The only difference is that the positive/negative score at the top of the page won't count your review.
oh yeah, I keep forgetting that valve changed it to 500 some time ago already. As for pretty much identical? lol no
for example Keep Talking and Nobody Explodes was in the top 1-2-3 positions for months now, it's not even in top ten now, Tasmanian Tiger was not in top ten, it's top 4 now, Bit Blaster dropped from top ten.
If you check games that gained positions basically these are steam bought, as The Witcher 3 expansion pass or Tasmanian Tiger.
losing only 119 reviews (according to steam) lost Keep Talking and Nobody Explodes top positions. That's less than 5% of reviews.
BattleBlock Theater for example, which was in top 10 for a long time too, sometimes even in top 3, now is not even int the top 30! And according to steam it lost only 14 reviews, now how that works I wonder.
The same is true for Stardew Valley, with negligible lost reviews and Eternal Senia, which is a free game!
The biggest punch got Hook, over 225 lost reviews, it's so far from the top, like hardly in top 100.
So let's not pretend nothing changed at all.
edited:
almost forgot - freaking Nekopara is now almost in top ten of steam games *thoroughly disgusted
while I can't even see Higurshi ch.1 in the top list anymore.
planetarian also lost all relevance according to steam.
To the best of my knowledge that is not true, for people to see the written review they now have to click one button to show all reviews (or the steam key reviews), so by default the text reviews made by people with steam keys don't show unless the user reading specifically selects to show them, which to me makes no difference I will still click on that to read the reviews, but it is not just the score that changes.
"Customers that received the game from a source outside of Steam (e.g. via a giveaway site, purchased from another digital or retail store, or received for testing purposes from the developer) will still be able to write a review of the game on Steam to share their experience. These reviews will still be visible on the store page, but they will no longer contribute to the score."
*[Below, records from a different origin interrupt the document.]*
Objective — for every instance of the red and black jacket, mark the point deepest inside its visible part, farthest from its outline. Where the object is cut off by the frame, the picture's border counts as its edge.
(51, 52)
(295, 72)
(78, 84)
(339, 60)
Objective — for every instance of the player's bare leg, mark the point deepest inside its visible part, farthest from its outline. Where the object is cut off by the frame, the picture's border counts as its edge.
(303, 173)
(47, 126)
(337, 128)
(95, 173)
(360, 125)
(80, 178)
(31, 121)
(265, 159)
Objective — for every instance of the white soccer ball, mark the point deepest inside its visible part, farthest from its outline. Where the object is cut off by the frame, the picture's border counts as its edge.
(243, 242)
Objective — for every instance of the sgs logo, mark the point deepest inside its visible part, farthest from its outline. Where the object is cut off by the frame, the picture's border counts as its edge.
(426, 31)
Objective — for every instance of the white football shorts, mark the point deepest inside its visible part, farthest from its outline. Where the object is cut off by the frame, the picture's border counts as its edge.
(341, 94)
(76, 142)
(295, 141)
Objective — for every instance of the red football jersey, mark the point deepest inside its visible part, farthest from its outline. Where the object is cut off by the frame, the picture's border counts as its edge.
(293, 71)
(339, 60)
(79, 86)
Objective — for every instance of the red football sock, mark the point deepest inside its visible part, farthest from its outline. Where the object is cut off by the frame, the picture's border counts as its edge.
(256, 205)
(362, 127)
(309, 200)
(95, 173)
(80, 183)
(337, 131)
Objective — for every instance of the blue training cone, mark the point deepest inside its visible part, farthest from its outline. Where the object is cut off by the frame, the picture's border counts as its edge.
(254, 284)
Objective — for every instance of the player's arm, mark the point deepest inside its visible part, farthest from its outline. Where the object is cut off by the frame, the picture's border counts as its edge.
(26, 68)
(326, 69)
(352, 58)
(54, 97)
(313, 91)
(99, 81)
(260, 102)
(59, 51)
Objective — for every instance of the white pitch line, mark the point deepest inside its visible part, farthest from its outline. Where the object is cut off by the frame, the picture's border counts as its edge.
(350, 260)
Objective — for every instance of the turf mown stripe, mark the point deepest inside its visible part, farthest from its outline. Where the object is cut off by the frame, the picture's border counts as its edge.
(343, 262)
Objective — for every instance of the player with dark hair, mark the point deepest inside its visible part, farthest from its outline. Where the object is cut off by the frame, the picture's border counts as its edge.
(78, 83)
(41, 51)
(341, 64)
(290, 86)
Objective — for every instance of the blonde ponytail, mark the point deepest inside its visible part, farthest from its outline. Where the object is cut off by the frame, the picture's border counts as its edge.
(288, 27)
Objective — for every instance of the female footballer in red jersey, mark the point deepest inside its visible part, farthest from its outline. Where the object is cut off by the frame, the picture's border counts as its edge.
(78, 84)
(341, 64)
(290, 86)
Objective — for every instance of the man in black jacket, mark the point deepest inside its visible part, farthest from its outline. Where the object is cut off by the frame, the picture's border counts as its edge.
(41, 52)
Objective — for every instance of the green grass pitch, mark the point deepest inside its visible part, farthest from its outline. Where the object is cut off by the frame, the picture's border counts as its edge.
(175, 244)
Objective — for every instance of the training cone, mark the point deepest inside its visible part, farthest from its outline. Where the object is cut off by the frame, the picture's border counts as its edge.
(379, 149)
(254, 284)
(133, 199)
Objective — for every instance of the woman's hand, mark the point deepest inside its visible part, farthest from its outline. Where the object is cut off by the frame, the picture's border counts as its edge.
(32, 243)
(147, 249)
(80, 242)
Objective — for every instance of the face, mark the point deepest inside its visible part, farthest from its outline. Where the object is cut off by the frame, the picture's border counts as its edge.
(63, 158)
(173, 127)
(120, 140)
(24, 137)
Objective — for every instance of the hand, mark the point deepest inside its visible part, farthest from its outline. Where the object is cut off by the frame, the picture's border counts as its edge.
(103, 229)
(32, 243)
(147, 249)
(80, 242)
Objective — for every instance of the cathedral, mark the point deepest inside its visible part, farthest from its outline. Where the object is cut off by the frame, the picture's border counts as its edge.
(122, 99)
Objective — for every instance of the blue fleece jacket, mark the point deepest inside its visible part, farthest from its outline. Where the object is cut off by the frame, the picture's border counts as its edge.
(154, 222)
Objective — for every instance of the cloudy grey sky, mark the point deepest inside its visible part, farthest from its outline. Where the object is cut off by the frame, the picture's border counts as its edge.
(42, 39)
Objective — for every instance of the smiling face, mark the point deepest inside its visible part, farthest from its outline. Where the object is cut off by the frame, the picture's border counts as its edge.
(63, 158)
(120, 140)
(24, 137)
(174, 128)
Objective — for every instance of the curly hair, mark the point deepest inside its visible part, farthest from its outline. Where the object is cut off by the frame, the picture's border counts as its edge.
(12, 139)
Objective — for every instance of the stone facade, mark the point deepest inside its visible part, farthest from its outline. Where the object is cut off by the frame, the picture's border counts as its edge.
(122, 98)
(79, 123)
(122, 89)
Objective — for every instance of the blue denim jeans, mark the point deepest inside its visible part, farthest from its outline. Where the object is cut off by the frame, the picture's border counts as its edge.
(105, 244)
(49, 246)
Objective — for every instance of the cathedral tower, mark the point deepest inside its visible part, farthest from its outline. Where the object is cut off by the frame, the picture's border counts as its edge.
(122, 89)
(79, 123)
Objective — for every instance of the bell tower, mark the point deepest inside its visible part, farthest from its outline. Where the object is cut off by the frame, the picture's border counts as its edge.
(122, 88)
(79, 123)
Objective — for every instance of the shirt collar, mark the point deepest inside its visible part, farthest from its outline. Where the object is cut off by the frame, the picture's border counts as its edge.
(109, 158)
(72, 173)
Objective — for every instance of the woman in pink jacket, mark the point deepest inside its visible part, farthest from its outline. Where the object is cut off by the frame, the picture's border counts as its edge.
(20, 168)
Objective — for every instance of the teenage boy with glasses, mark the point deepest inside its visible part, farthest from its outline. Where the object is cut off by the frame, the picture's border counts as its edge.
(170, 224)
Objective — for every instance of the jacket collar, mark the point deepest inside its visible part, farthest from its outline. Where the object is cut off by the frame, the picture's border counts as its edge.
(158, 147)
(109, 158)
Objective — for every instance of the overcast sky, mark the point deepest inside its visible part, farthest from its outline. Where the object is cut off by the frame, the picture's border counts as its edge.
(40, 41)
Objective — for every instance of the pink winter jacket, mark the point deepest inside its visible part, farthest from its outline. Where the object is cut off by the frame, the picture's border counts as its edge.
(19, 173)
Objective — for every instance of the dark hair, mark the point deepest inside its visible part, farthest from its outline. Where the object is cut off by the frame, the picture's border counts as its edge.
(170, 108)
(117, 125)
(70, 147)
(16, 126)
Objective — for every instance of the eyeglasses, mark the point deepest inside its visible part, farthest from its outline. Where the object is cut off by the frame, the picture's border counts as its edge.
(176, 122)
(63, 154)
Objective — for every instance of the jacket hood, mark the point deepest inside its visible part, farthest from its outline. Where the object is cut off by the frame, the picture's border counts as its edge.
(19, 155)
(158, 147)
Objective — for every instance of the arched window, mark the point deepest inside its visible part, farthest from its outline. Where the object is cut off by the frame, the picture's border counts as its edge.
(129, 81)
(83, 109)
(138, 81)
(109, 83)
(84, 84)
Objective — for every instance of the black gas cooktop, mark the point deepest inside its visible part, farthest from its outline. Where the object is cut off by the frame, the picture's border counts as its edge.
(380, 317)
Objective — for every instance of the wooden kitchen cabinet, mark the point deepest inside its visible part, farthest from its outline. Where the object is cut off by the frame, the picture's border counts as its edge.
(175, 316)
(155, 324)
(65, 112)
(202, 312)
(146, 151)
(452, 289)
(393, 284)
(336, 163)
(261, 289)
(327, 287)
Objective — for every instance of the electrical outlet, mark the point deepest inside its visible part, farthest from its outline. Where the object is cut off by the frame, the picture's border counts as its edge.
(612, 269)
I don't see the problem?Arthea made a great post illustrating the problem in the Steam OT:
You are for forgetting the very important part that your review won't be read anymore. Which, ya know, its the point of writing it? The majority of people will not change the default setting. And the default setting resets everytime you access a page.You guys realize that you can still write your reviews, and still have them show up both in your friend feeds and on the game's main page, right? Literally the only thing that changed is that the your thumbs up/thumbs down score won't be added to the aggregate score at the top if you got the key elsewhere.
That is literally the least important part of any review where you actually care about the text you're writing about the game. People can still see if you liked the game or not. They can still see what you wrote about it. They can still see if other users thought your review was useful and/or funny. All that stuff is exactly the same. The only difference is that the positive/negative score at the top of the page won't count your review.
If that's the only part you care about, then why do you bother writing text at all? The important part is the thumbs up or thumbs down, and beyond that you might as well just write "this game is good" or "this game is bad".
But go ahead, take it as a personal insult, I guess. That makes sense.